Designation as a National Historic Site

“I thought nobody cared. I’m very happy. I hope I live to see it done.” That joy was shared by the more than 200 people who came together at the Memorial site on March 30, 2007, to commemorate the sixty–fifth anniversary of the exile of the Island’s Japanese Americans. The words are those of Fumiko Hayashida, at 96 the Island’s oldest survivor of the incarceration. She testified in 2006 before a congressional committee in support of a bill, sponsored by Representative Jay Inslee and eventually passed by a 419-0 vote in the House of Representatives, that would grant National Park Service (NPS) status to the Memorial.

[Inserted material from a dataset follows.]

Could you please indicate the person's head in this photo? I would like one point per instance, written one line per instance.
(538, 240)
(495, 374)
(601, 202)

In 2008 the Senate passed similar legislation, President Bush added his signature, and the Nidoto Nai Yoni Memorial is now part of the NPS. Fumiko Hayashida and the others who were unjustly imprisoned now know that many, many people care.

“Fumiko Hayashida: the Woman Behind the Symbol”

Courtesy of Stourwater Pictures

Groundbreaking for the Memorial Wall

At 11:03 a.m. on Monday, March 30, 2009, the oldest surviving Bainbridge Island Japanese American, 98-year-old Fumiko Hayashida joyfully stood in the cab of a construction backhoe as it broke ground for the long-awaited “Story Wall” for the Bainbridge Island Japanese American Exclusion Memorial.

Dedication of the Memorial Wall

Close to 600 visitors attended the hour-long ceremony on August 6, 2011. Speakers addressed the history of the Bainbridge Island exclusion experience, the creation of this Memorial, the healing this Memorial hopes to foster, and the honor it will bring to this community. Sallie Maron, President of the Bainbridge Island Japanese American Exclusion Memorial Association (BIJAEMA), summarized what this Memorial represents.

Dedication Speech

Groundbreaking for the Departure Deck

Survivors bearing golden shovels break ground for the new Exclusion Departure Deck. (l-r): Reiko Kino Nishida, Lilly Kitamoto Kodama, Shinchi Tonooka, Yasuko Hayashida Mito, Tomi Hayashida Egashira, Junji Yukawa, Eiko Suyematsu Shibayama, Hisa Hayashida Matsudaira, Mystery Survivor, Frances Kitamoto Ikegami, Hiro Hayashida, Victor Takemoto, Kay Sakai Nakao.

Dedication of the Departure Deck

In March, 2021, the long-awaited Departure Deck was unveiled in a small ribbon-cutting ceremony in the shadow of COVID attended by many of the same survivors who attended the groundbreaking. For the first time, visitors are invited to share the view that 227 islanders saw on March 30, 1942 as they stepped onto the ferry dock, bringing only what they could carry to an unknown destination for an indeterminate length of time.

Dedication of Departure Deck Interpretive Artwork

In September, 2022, members of the community gathered to hear local dignitaries speak at the dedication of interpretive artwork created by artists Anna Brones and Luc Revel. Visitors appreciate the storytelling and symbolism embedded in the life-size weathered metal sculptures that depict the humanity of departing islanders and the inhumanity of their numbered tags. The installation is punctuated by an imposing gate designed by John Buday.

Fundraising for the Final Phase of the Memorial

The final planned phase of development for the Memorial, the Visitor Center, is in the process of design and engineering and will be submitted for permitting in the Fall of 2023. Significant funding has been secured through federal, state, and local government and private foundations and donors. A capital campaign is launching in the Fall.